Firefighters Win Key Races

The value of getting firefighters elected to public office was never more apparent than in the 2018 elections, as two high-profile candidates throughout the 1st District.


Corona – Local 3757 President, Jim Steiner – a 30-year department veteran – decided to run for the District 4 City Council seat after his retirement from the department and the union. Local 3757 was all in for their former leader. “Our staffing levels had been cut to 1980s level and our population is much larger now,” explained Trevor Walsh, President of Corona Firefighters Association Local 3757. “Jim was the right choice to bring that public safety voice to the council.” Corona’s 100 members mobilized and knocked on doors, seven days a week, for three months for Steiner and two other firefighter-friendly candidates – all of whom won.


Lakeside – Lakeside Firefighters Association Local 4488 struck a blow for public safety with the election of San Diego City Local 145 member Tim Robles to Lakeside Fire Board. “I’ve always heard from CPF and IAFF: When there’s an opportunity to get a firefighter elected, we have to do it.” Local 4488 worked hard for Robles’ election “The health of the district has always been a priority for us, and we believed that Tim was the right choice for the board,” said Local 4488 President Eric Stamm.

“The firefighter voice was very successful this year in our district and all around the state,” said Brian Rice, CPF President. “We hope to continue building on our success and get more firefighters elected to public office.”


Four-Person Staffing A Reality in Chula Vista

It’s been the National Fire Protection Association’s recognized standard for engine staffing since 2000. Now, it is the standard for engine staffing in Chula Vista.

Thanks to the passage of a local sales tax measure in June of 2018, Chula Vista implemented a series of staffing increases that, in February, culminated with the news that all of its engine companies had been increased to four on a rig. Measure A added a half-cent to the city’s sales tax, raising $19 million a year directed toward public safety.

“The revenue is public safety only,” said Darrell Roberts, president of Chula Vista Firefighters Local 2180. “Measure A included a citizen oversight committee to make sure that the money goes to police and fire.”
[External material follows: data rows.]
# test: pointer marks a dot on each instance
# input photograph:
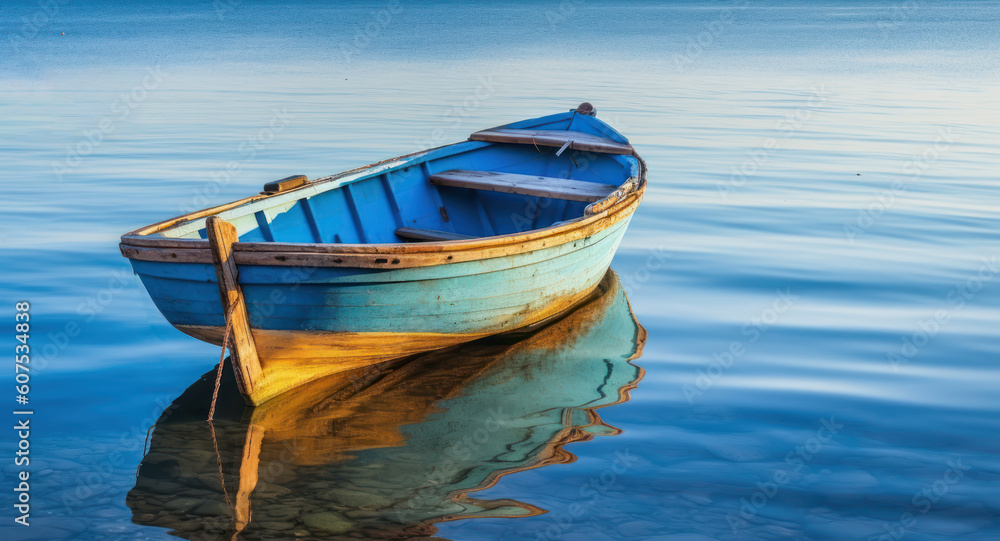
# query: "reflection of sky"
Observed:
(893, 78)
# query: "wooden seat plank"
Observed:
(414, 233)
(551, 187)
(553, 138)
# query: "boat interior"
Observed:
(515, 178)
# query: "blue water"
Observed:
(816, 260)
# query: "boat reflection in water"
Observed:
(392, 449)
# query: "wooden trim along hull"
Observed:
(317, 309)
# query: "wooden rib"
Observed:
(222, 237)
(550, 187)
(553, 138)
(249, 465)
(428, 234)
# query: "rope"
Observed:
(222, 359)
(215, 396)
(218, 460)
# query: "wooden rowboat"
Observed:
(420, 252)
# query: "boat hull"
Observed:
(309, 322)
(324, 277)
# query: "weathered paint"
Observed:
(329, 286)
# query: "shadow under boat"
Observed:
(390, 450)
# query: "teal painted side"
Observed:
(478, 296)
(368, 205)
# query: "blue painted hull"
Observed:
(331, 279)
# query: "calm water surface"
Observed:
(817, 261)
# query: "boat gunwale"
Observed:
(620, 204)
The sizeable vote in support of Measure A was due in large measure to the focused and relentless effort of Local 2180 and its members. Working not only for the tax measure but also on local council races, Roberts said firefighters were out front during the campaign, and helped sell the issue to voters. Chula Vista has had some catching up to do on staffing – according to the city’s fire chief, fire staffing per 1000 residents is about half the national average.

Chula Vista Firefighters also had strong support from CPF, both before and after the June election. In the runup to the June 6 vote, CPF’s Firefighters Print & Design produced some game-changing print material – “the nicest pieces we’ve ever done in an election,” said Roberts. Moreover, after the election, CPF’s leadership and legislative team negotiated a deal that sidetracked a statewide ballot initiative that, if successful, could have retroactively wiped out Chula Vista’s victory.
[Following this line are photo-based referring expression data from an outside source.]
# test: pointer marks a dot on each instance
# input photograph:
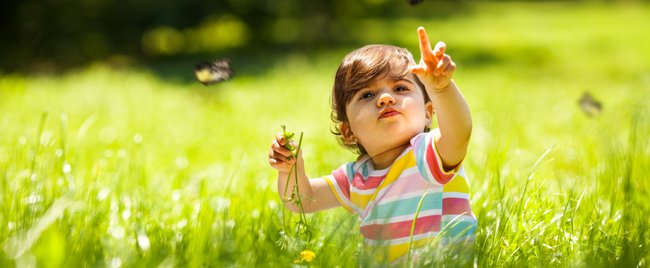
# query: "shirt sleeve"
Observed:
(339, 182)
(428, 159)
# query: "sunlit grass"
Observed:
(122, 167)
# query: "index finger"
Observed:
(280, 138)
(425, 45)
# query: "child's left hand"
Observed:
(435, 68)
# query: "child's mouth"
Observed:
(388, 112)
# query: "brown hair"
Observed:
(358, 70)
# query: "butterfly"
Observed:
(589, 105)
(213, 72)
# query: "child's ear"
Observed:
(429, 111)
(346, 133)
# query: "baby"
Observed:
(407, 175)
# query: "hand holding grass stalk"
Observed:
(287, 159)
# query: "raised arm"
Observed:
(435, 70)
(315, 193)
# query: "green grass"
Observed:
(116, 167)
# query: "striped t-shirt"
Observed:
(386, 200)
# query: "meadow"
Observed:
(131, 166)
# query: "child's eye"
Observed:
(401, 88)
(367, 95)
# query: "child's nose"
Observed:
(385, 99)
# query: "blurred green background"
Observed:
(111, 154)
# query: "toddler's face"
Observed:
(388, 113)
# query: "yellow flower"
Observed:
(305, 255)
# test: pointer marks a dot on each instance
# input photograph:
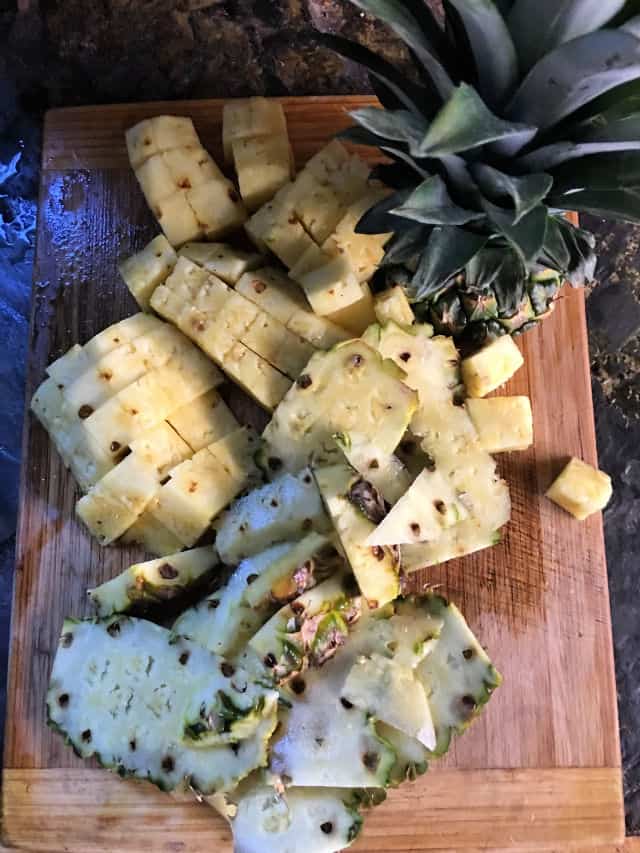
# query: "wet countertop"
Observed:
(66, 52)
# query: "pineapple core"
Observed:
(581, 489)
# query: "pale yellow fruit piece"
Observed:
(581, 489)
(263, 166)
(203, 421)
(247, 118)
(217, 207)
(191, 167)
(177, 219)
(393, 306)
(226, 262)
(332, 287)
(491, 367)
(356, 317)
(147, 269)
(502, 423)
(273, 341)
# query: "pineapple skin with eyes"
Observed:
(581, 489)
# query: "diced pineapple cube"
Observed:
(247, 118)
(332, 287)
(203, 421)
(147, 269)
(356, 317)
(393, 306)
(502, 423)
(177, 219)
(491, 367)
(217, 207)
(263, 165)
(581, 489)
(226, 262)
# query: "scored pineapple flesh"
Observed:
(502, 423)
(581, 489)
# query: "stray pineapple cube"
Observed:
(393, 306)
(263, 165)
(247, 118)
(491, 367)
(332, 287)
(147, 269)
(502, 423)
(581, 489)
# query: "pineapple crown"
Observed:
(518, 111)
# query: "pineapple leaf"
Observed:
(574, 74)
(527, 235)
(485, 28)
(525, 192)
(431, 203)
(464, 123)
(448, 251)
(396, 15)
(538, 26)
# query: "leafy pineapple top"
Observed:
(519, 110)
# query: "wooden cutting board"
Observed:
(540, 770)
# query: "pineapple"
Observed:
(349, 388)
(278, 511)
(375, 567)
(278, 296)
(203, 421)
(154, 582)
(581, 489)
(148, 268)
(491, 367)
(250, 118)
(225, 262)
(132, 716)
(502, 423)
(393, 306)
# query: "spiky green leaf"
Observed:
(464, 123)
(431, 204)
(574, 74)
(497, 69)
(539, 26)
(525, 192)
(448, 251)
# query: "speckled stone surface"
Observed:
(59, 53)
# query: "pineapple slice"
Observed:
(263, 166)
(491, 367)
(203, 421)
(154, 582)
(375, 568)
(148, 268)
(502, 423)
(331, 287)
(248, 118)
(393, 306)
(349, 388)
(225, 262)
(581, 489)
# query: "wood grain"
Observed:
(538, 601)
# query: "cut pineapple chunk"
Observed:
(263, 166)
(502, 423)
(393, 306)
(203, 421)
(226, 262)
(148, 268)
(248, 118)
(332, 287)
(581, 489)
(491, 367)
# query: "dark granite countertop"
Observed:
(66, 52)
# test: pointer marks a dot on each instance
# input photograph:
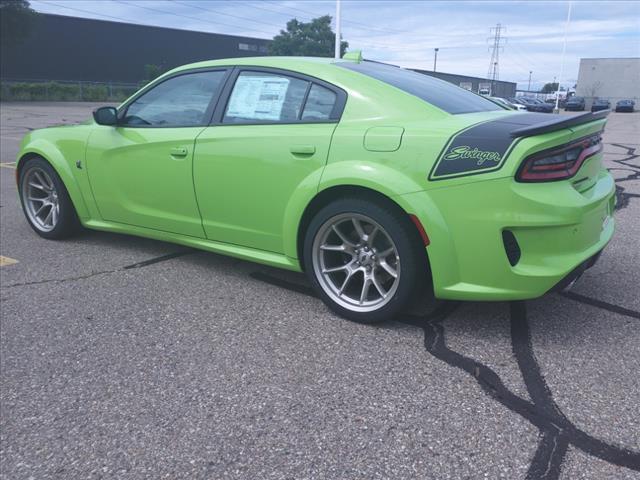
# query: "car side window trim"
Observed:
(209, 112)
(336, 112)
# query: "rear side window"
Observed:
(260, 97)
(320, 103)
(441, 94)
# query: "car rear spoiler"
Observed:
(559, 123)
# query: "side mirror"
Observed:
(106, 116)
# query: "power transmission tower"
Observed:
(494, 64)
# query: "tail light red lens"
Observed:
(559, 163)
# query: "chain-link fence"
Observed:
(25, 90)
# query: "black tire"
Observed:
(67, 223)
(399, 228)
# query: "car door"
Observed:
(141, 170)
(272, 133)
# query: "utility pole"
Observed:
(494, 64)
(338, 36)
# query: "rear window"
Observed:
(441, 94)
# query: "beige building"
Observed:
(610, 78)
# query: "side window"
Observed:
(319, 104)
(265, 97)
(181, 101)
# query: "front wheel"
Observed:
(364, 259)
(45, 200)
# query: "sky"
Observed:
(405, 33)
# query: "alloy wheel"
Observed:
(40, 199)
(356, 262)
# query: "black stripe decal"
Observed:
(482, 147)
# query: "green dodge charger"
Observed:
(378, 182)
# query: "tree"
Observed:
(550, 87)
(16, 20)
(152, 71)
(315, 39)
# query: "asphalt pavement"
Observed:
(122, 357)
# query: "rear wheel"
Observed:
(45, 200)
(363, 258)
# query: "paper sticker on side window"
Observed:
(258, 97)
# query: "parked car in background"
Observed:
(625, 106)
(507, 104)
(535, 105)
(372, 179)
(600, 104)
(552, 101)
(575, 104)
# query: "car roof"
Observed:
(287, 63)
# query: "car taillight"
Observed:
(558, 163)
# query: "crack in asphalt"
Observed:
(622, 196)
(601, 304)
(142, 264)
(557, 432)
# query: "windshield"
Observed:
(441, 94)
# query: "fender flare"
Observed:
(372, 176)
(50, 152)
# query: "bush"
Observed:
(63, 92)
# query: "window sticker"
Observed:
(258, 98)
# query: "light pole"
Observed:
(564, 48)
(338, 40)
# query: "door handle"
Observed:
(179, 151)
(302, 149)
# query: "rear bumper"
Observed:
(557, 229)
(576, 273)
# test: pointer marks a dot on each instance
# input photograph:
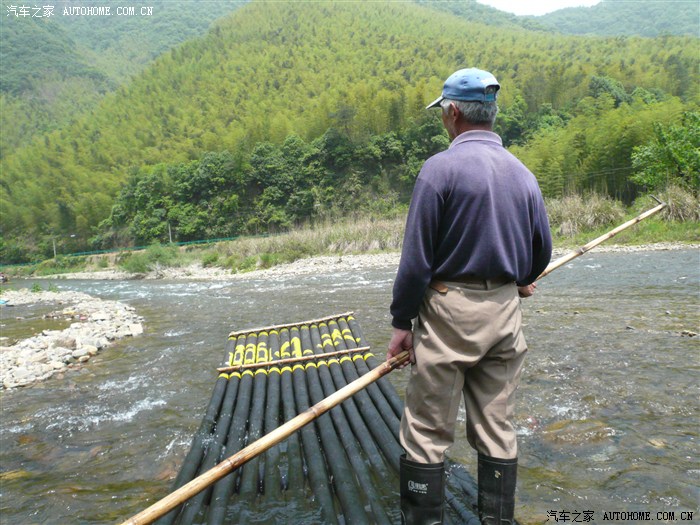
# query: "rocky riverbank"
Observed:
(326, 263)
(96, 324)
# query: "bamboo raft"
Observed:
(342, 469)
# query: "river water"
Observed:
(607, 411)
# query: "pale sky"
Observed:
(536, 7)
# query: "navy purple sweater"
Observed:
(476, 211)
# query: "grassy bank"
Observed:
(574, 221)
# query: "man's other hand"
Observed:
(527, 291)
(401, 340)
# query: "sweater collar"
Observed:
(477, 135)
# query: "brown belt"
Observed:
(480, 284)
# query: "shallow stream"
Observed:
(607, 411)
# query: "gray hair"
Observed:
(474, 112)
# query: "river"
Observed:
(607, 411)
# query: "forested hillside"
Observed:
(626, 18)
(56, 67)
(287, 110)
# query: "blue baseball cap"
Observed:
(468, 85)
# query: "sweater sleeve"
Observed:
(541, 243)
(415, 267)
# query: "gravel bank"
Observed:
(97, 324)
(333, 263)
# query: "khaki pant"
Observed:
(468, 341)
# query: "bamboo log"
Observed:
(233, 462)
(595, 242)
(282, 362)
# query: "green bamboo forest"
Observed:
(283, 112)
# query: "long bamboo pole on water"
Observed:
(231, 463)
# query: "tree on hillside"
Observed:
(671, 157)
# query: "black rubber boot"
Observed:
(422, 492)
(496, 498)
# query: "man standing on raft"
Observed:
(477, 237)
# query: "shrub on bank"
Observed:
(573, 214)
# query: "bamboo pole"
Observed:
(200, 483)
(233, 462)
(282, 362)
(595, 242)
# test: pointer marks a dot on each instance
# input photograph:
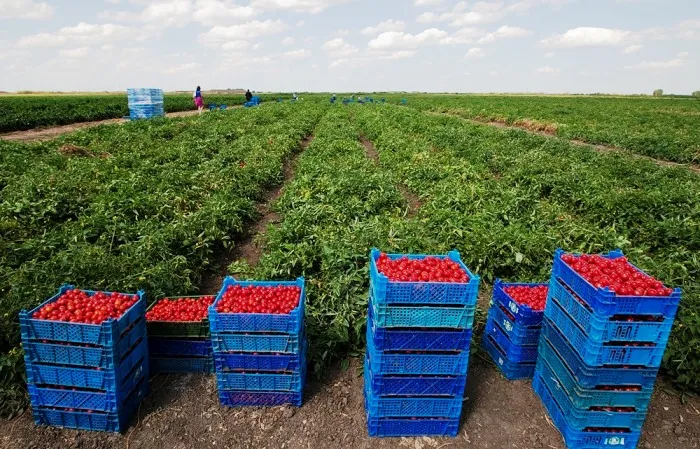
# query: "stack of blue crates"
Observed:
(260, 359)
(86, 376)
(512, 333)
(599, 355)
(418, 337)
(145, 103)
(179, 347)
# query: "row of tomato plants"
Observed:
(508, 199)
(148, 207)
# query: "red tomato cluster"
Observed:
(618, 275)
(76, 306)
(180, 309)
(280, 299)
(535, 297)
(428, 269)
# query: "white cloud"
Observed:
(297, 54)
(180, 68)
(548, 70)
(588, 37)
(505, 32)
(387, 25)
(475, 52)
(310, 6)
(76, 53)
(25, 9)
(249, 30)
(393, 40)
(656, 65)
(632, 49)
(338, 48)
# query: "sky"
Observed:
(550, 46)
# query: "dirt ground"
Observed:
(183, 412)
(41, 134)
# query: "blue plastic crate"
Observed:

“When I heard that ballot initiative had been killed, I was ecstatic,” said Roberts.

The move to four-person staffing is already reaping dividends. Early reports from the department show improved response times and more efficient operation on-scene. “We know this makes a big difference for the safety of our residents, and we’re grateful to voters for their trust. Now the task is to just stay vigilant for the future.”